Sahra Kress
Registered as a midwife in New Zealand since 2004, Sahra approaches her work with women and their families guided by respect, coupling an emphasis on safety with the belief in optimising the potential for a positive experience whatever the journey. She is passionate about the individual and extraordinary nature of childbirth as a growth potential, and deeply understands the significance of parents being empowered as they meet their baby, and beginning their parenting journey from a position of strength.
Originally from Germany, Sahra grew up in the Rocky Mountains of New Mexico, and spent five years living by herself as she in a rustic cabin herding goats, making cheese, and watching kids born in the spring. Sahra also spent some time observing the work of several homebirth midwives, but when looking beyond their small practice, was frustrated by the lack of continuity in the state maternity system, the lack of choice for women. While living with an Amish community this lack of choice and medicalisation of childbirth was starkly obvious and became a driving force in her pursuit of midwifery. She was strongly impacted by seeing Amish women taken out of their simple communities to birth in a massive industrialised hospital, as birthing at home was illegal in that State, and there was no skilled medical care for women to birth in their own community. She envisaged a space of greater support – in whichever environment the woman and her family chose.
New Zealand proved a country of greater social awareness, offering an education in midwifery that reflected the union of safe, evidence-based care with consideration for individualised care and nurturing of childbearing women and their families.

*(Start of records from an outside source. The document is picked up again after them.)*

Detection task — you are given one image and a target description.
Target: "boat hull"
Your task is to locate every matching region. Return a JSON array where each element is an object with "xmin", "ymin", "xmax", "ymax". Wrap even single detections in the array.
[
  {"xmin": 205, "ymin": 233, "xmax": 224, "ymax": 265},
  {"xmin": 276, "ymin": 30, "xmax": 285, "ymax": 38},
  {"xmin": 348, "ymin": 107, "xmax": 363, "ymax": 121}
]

Over the last few years Sahra has pursued an avid interest in working with birthing women in resource poor countries. Time spent working in the slum hospital of Port Vila, Vanuatu (2008), provided valuable exposure to raw medical care and the challenges of working in a very different context. This experience was broadened and taken to a far greater depth when she spent time in an extremely remote setting in the hinterland of Papua New Guinea (2010), faced by the challenge of providing care with no option of transfer to medical backup. The contrast to the challenges faced in a New Zealand birthing setting have given her an overview of differing needs in supporting birth.
In 2015 Sahra spent several months at a remote hospital in the Solomon Islands teaching emergency skills and constructing a curriculum in maternity care for the only teaching programme for maternity health care workers in the region.
In 2016 (and 2018) she was invited to return to Vanuatu for two months to focus on emergency training of the NiVanuatu midwifery students. This was part of the first year of an actual specialisation in midwifery for nurses with at least five years’ experience who often work sole charge very remotely.
Sahra began postgraduate study in Global Maternal Health in 2017, bringing together her passion for equity and physiology in a satisfying and stimulating new challenge. In 2019 she took on the significant challenge of conducting her own international research study, looking at access to contraception for women in rural Solomon Islands. The role of family planning in Sustainable Development highlighted the need to enable local solutions, and how this applies from micro to macro issues. This led Sahra to return to Kapiti with a renewed dedication to the principle of “think global, act local”.
Sahra is deeply concerned about the future for the children she delivers. Caring for mothers, empowering them to begin their parenting journey in the strongest position possible, has expanded to wanting to contribute to ecological health, so children can grow into a hopeful future. She volunteers every week with a local restoration group, is active in advocacy for cycling and reducing transport emissions, and is carefully considering becoming more involved with local politics.
Below is her research article, published in the Pacific Journal for Reproductive Health:
Click here for the article: “Addressing the unmet need for family planning”
Previously Sahra wrote about the influence of Chaos and Complexity Theories on childbirth which was published in MIDIRS, an international journal. In it she makes clear her position for the need to decrease unnecessary medical interventions in normal birth. She has always been particularly interested in the potential transformative nature of birth, and the impact of strong maternal/infant attachment on ongoing parenting. She also enjoys regular mentoring of student and new graduate midwives. She remains committed to continual theoretical and clinical development to enhance and broaden her fascination with, and dedication to the significance of birth and the potential of this inflection point in life.